Because it is poor: really poor. The plot is weak, there is little comedy, it is poorly paced and rather depressing, yet without any real charm to commend it. You know a film is bad when the most memorable scene is a monkey in a dress drinking coca cola:

The attempt at injecting glamour into the film - basically Susan Shaw in her underwear and getting her bum painted on stage -
Susan Shaw

Susan Shaw, Harry Secome and Bill Owen

counts for little. And Shaw is hardly the glamour girl she was ten years earlier - although I suppose that's the point.

There's little to say about the film apart from to have a look at some of the bit-players:

Bernard Cribbins (in an uncredited role, only his second film appearance)
Kenneth Connor (with Bill Owen and Harry Secombe)

Joan Sims, Gladys Henson and Liz Frazer (Elizabeth Fraser in the credits)
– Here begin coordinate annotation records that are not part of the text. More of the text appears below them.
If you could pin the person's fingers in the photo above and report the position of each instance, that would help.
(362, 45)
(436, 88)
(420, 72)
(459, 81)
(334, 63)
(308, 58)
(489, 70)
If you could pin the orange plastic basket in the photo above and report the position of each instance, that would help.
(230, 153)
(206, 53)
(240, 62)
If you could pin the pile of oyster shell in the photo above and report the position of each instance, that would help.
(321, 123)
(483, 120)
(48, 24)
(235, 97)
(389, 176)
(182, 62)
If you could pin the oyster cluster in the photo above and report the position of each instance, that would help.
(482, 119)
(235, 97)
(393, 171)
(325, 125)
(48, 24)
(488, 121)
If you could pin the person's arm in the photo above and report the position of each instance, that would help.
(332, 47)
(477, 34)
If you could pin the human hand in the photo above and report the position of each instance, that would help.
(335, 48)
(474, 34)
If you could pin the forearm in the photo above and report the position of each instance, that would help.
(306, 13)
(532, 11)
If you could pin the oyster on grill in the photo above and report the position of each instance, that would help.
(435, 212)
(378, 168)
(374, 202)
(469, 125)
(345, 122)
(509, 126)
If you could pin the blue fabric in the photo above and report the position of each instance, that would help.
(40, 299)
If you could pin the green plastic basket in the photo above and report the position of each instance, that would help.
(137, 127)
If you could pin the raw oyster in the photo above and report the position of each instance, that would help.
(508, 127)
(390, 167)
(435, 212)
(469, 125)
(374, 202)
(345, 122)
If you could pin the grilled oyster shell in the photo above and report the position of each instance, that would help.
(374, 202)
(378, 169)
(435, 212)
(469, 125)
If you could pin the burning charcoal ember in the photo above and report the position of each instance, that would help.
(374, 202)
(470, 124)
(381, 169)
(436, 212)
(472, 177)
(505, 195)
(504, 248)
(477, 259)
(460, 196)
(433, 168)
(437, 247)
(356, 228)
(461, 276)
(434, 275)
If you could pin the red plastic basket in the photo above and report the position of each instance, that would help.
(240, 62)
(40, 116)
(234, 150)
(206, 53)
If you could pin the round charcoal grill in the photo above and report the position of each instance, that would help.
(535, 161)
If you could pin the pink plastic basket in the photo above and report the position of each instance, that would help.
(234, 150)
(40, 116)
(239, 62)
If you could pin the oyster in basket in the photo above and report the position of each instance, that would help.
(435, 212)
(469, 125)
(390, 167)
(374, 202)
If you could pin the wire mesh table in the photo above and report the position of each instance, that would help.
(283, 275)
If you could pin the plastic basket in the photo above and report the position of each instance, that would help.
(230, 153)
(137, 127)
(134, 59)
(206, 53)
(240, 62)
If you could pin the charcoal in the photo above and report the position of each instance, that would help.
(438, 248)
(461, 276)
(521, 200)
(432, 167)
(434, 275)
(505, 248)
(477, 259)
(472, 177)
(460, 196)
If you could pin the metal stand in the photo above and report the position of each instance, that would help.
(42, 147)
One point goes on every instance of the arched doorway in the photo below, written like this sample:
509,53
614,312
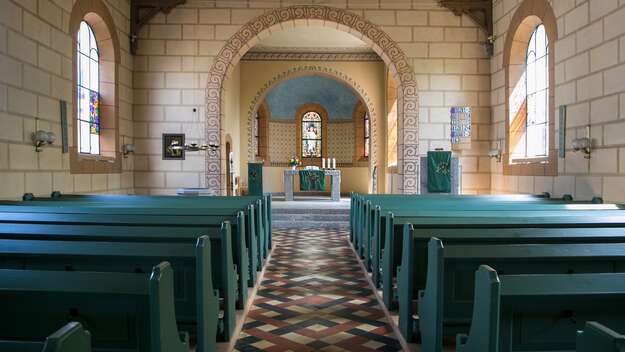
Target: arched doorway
279,19
228,169
317,70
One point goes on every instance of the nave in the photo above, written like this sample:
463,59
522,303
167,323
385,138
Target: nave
315,297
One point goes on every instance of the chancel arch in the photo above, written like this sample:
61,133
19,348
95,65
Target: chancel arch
366,101
95,109
283,18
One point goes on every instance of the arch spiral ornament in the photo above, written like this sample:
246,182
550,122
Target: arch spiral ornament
306,15
306,70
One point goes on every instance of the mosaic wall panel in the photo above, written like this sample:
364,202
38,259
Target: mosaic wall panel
282,141
341,141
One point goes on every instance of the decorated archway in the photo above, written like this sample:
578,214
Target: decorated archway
306,15
308,70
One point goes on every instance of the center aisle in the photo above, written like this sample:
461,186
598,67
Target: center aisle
315,297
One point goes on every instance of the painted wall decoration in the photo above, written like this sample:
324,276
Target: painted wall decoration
382,43
173,154
460,124
336,97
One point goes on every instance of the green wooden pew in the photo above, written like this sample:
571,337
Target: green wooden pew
71,337
364,218
197,306
176,222
476,222
362,205
238,202
540,312
599,338
223,272
122,311
444,306
254,209
375,233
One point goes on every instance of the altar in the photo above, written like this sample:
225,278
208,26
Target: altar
289,184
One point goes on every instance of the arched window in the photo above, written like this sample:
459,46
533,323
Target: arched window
311,135
88,90
256,134
95,121
536,138
367,135
528,61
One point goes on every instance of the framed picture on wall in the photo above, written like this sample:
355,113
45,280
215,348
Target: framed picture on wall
168,152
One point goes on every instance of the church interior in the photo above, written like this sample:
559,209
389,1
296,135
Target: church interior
312,175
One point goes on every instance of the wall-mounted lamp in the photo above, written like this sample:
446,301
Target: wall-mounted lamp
583,144
489,46
193,147
41,138
495,153
128,148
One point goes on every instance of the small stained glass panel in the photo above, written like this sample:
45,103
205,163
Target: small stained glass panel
533,138
311,148
88,88
311,135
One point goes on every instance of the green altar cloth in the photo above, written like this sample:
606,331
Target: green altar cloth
312,180
439,172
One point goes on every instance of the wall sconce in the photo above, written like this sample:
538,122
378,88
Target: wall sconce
489,46
495,153
41,138
128,148
193,147
583,144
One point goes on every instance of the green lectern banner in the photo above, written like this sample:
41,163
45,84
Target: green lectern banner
312,180
255,179
439,172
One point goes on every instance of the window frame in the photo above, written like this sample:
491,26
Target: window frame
88,88
529,15
96,14
538,158
299,115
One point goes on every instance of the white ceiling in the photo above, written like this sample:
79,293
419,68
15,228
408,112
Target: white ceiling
318,39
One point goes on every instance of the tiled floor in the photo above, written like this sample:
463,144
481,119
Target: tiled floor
315,297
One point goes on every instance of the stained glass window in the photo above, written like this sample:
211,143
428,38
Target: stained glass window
537,95
256,134
311,135
367,134
88,89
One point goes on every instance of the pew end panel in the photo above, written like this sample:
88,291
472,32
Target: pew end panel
485,319
72,337
599,338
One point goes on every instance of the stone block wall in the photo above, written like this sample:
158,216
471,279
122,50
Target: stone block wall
590,82
176,51
35,74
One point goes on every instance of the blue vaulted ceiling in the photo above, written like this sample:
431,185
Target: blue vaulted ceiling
284,99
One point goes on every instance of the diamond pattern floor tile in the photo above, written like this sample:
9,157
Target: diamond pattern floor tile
315,297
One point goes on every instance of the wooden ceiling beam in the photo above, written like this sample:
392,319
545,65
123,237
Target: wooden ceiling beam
480,11
141,11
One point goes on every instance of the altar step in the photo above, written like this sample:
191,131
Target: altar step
310,214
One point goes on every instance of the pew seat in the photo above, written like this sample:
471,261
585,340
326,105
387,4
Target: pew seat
445,304
540,312
196,303
599,338
122,311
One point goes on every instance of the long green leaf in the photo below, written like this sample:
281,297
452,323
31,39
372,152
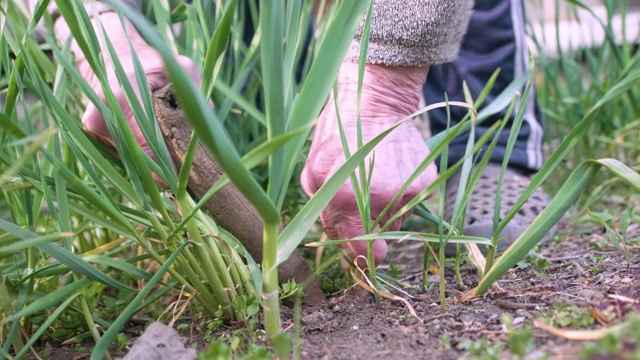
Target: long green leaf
565,199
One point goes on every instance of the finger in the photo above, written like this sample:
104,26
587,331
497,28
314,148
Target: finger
350,227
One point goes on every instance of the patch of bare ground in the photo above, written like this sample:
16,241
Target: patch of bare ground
584,282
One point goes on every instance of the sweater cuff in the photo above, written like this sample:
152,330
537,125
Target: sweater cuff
413,32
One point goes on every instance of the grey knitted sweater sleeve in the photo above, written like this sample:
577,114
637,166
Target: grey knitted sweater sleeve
403,32
414,32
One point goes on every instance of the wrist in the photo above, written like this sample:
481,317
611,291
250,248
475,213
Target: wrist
388,93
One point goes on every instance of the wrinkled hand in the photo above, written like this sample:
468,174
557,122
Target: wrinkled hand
154,69
388,95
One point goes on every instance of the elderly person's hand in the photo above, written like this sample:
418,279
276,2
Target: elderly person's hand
388,95
123,39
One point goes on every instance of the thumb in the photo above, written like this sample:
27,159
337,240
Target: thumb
95,124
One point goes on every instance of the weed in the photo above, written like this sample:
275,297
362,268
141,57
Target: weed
621,345
520,340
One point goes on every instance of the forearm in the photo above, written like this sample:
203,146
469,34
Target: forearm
414,32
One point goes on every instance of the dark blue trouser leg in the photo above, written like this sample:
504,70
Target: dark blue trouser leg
495,39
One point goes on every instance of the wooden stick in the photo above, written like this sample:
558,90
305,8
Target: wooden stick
229,207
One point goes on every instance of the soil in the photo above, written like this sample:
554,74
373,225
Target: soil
587,284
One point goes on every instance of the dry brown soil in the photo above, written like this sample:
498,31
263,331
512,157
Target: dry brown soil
586,278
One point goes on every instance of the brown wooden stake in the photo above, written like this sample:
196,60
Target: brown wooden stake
229,207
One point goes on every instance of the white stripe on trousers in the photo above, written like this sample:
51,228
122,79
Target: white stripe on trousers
536,133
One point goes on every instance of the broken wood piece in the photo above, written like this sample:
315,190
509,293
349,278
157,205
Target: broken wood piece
229,207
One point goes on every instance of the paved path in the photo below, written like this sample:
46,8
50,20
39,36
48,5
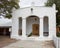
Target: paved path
5,40
31,44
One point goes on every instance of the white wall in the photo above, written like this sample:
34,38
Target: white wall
30,21
37,11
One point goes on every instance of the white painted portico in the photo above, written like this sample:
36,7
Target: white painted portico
40,12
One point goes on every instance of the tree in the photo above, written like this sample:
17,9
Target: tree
6,7
57,2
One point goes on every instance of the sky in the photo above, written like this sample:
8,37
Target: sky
27,3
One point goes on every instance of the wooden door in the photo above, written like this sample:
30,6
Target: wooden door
35,28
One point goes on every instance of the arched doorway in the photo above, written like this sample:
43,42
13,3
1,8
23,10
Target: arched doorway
32,26
46,26
20,26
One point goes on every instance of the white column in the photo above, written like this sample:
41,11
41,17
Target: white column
41,27
23,27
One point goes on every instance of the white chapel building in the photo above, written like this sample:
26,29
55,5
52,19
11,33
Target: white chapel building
34,22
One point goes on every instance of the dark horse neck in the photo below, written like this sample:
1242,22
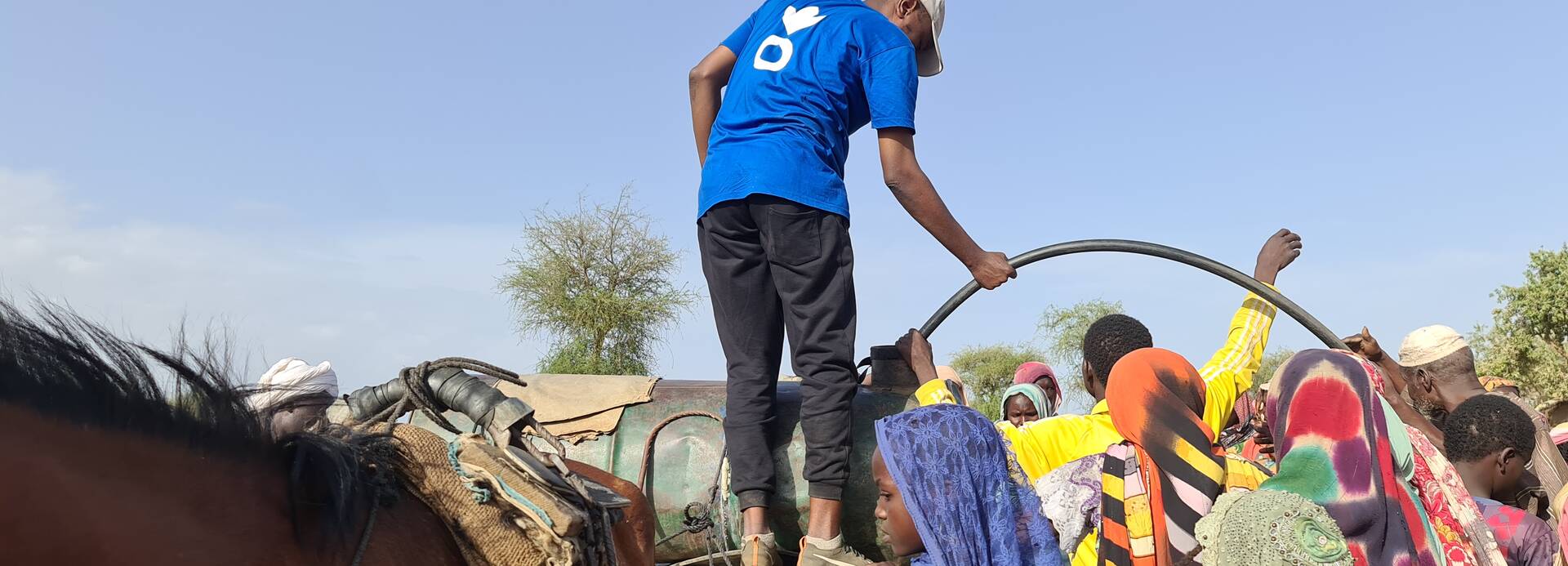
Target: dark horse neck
87,496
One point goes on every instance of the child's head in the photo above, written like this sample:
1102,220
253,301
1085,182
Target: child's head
1106,341
949,488
1493,436
891,513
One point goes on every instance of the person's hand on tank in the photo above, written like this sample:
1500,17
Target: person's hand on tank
918,353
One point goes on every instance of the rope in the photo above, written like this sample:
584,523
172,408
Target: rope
698,516
480,494
417,394
693,523
653,435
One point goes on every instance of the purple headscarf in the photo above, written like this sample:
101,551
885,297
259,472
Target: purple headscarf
968,497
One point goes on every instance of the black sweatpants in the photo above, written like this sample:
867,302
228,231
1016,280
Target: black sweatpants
777,267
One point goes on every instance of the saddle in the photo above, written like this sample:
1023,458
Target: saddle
506,507
502,504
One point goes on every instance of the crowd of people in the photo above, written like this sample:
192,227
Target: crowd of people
1348,457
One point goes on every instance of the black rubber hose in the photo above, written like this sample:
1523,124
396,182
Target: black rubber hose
452,388
1131,247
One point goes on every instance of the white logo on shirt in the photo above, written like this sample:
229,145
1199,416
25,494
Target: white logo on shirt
794,20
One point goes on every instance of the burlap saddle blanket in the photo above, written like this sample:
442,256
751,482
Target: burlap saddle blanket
506,507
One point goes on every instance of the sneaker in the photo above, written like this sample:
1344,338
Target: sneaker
760,550
838,554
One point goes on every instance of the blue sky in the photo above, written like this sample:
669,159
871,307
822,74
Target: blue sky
342,180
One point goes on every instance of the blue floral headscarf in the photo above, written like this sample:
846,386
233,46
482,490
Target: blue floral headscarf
968,497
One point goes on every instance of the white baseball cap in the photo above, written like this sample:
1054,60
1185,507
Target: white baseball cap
930,61
1429,344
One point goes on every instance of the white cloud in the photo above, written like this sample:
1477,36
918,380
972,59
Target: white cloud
371,298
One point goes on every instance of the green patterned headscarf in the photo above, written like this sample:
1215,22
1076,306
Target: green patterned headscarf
1269,528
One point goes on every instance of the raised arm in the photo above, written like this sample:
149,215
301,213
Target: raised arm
707,83
915,192
1232,369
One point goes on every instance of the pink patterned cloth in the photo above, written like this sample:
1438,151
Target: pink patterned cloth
1460,527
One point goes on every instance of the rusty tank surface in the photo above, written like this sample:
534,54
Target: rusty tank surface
686,466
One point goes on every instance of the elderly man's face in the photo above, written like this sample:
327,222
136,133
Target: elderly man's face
300,417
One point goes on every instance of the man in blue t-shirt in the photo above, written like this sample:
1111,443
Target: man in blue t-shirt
773,225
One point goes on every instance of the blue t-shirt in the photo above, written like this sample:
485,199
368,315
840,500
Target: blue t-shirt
808,74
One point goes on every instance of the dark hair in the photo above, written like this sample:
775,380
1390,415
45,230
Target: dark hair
1484,426
61,366
1111,337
Whilst Sims, Connor, Fraser and Cribbins would become screen regulars in the years ahead (as would Ron Moody who had a 'blink and you miss it' role as a unicyclist) Gladys Henson was one of the old guard - someone who'd already made their career - often as Jack Warner's onscreen wife. Another of the old guard was Frank Atkinson ...

Frank Atkinson (right)
... who had started his film career in 1930, had starred in 'Death Drives Through' (see earlier post) ...
Death Drives Through (1935)
 ... played a bit part in 'The Man in the White Suit' ...
Frank Atkinson in 'The Man in the White Suit'
... and was also a screenwriter, having ten scripts produced in the 1930s and a TV series in the 1950s. He died in 1953.
Finally, Susan Shaw's son was played by Peter Frampton, the son of Harry Frampton who worked as a make up artist on 'Davy' and many other Ealing Studios productions. Frampton junior followed his father into the industry and was the chief make-up artist on Braveheart.